Tourné en décembre 2018 et janvier 2019 à la Fosse 12 de Loos-en-Gohelle, à Liévin, à Lens, à Oignies, Mine de rien a rassemblé 450 figurants autour d’une belle bande d’acteurs reconnus : Hélène Vincent inoubliable, Rufus, Mélanie Bernier, Josef Mlekuz (le fils aîné), et de talents du Nord : Marianne Garcia, Sophie Bourdon, Rebecca Finet...

 

Du Campagnol à la mine

Vous avez déjà vu Mathias Mlekuz, forcément. Sur le grand écran, il était l’avocat de Brice de Nice, le mari de Romane Bohringer dans Nos enfants chéris. À l’affiche de 28 films au cinéma. Sur le petit écran, il a été l’ami fidèle dans Le Triporteur de Belleville, il est encore le milliardaire suisse de la série Missions (bientôt dans la saison 3). "Comédien de seconds rôles sans trop de pression"dit-il avec modestie. Mais c’est avec le théâtre que tout a commencé. Voire le cirque ! Mathias Mlekuz se souvient fort bien du passage du cirque Bonjour à Sallaumines. Il avait 6 ans, "enfant jouissant d’une très grande liberté, d’une nature rigolote avec une mère dépressive" et s’était retrouvé sur la piste de ce cirque de création, déguisé en Pierrot, "maquillé par Victoria Chaplin (fille de Charlot) dans sa caravane ! "

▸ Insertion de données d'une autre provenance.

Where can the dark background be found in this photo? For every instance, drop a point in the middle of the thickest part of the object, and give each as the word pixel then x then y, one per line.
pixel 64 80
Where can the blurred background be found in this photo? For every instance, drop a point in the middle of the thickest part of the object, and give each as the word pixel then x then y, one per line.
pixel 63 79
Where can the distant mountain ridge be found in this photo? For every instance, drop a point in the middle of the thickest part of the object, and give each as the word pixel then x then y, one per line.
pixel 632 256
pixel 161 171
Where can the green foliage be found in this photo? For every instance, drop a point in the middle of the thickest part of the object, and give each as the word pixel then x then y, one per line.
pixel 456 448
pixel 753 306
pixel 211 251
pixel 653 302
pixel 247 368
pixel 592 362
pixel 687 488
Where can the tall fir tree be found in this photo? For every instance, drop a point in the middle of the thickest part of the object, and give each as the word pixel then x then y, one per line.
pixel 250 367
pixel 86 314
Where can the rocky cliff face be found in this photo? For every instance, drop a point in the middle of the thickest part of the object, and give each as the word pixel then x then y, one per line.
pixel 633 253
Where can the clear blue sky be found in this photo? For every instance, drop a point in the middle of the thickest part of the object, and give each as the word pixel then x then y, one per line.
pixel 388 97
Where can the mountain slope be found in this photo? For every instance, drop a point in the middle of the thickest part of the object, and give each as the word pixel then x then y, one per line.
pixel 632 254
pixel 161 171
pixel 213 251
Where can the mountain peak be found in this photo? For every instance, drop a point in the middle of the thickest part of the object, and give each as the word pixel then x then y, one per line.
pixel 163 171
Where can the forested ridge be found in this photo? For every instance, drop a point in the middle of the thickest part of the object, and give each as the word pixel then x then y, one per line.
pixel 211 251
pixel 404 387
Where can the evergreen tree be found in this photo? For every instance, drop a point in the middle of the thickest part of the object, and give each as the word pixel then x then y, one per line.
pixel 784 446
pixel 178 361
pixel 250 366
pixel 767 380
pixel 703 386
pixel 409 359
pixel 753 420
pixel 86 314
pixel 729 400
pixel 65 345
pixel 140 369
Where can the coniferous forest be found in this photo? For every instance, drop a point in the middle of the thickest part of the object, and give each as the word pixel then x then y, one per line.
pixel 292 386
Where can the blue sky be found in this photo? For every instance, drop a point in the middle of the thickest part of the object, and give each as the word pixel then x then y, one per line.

À 13 ans Mathias avait quitté Sallaumines pour Lille où il fut reçu au Conservatoire puis viré. À 19 ans, il était à Paris, rejoignant le Théâtre du Campagnol "pour faire les cafés" ! Dix ans plus tard, il jouait La Cerisaie de Tchekhov au Festival d’Avignon. 1996, c’est aussi l’année de ses débuts au cinéma, La Divine Pousuite de Michel Deville. "Mon père était un grand cinéphile mais il ne m’a emmené qu’une fois seulement au cinéma" sourit Mathias. Théâtre, cinéma, télévision, Mathias Meuh-lait-kuze est passé du statut de galibot à celui de porion ! À 50 ans, il a voulu devenir ingénieur et réaliser son premier film. "Un défi, une validation des acquis" dont aurait été fier Gérard. "Le chemin fut long" pour imposer le scénario, inspiré d’une visite sur le site du 11/19 à Loos-en-Gohelle avec Philippe Rebbot, auprès d’un producteur, de financeurs. "J’ai finalement prouvé que j’étais le plus légitime pour réaliser ce film".

En janvier dernier, Mine de rien a remporté le prix du public lors du festival international du film de comédie de l’Alpe d’Huez, Mathias dédiant cette récompense "au génie ouvrier et à tout le Bassin minier du Nord - Pas-de-Calais". Le film est sorti officiellement le 26 février dans plus de trois cents salles après une belle tournée d’avant-premières dans les Hauts-de-France. Dans Écoute le temps qui marche sur le sable, son récit de vie, Gérard Mlékuz évoquait un petit carnet noir où il répertoriait les films vus et "où figure un rêve d’adolescent, devenir journaliste ou cinéaste". Mathias a accompli le rêve du père et mine de rien "la boucle est bouclée".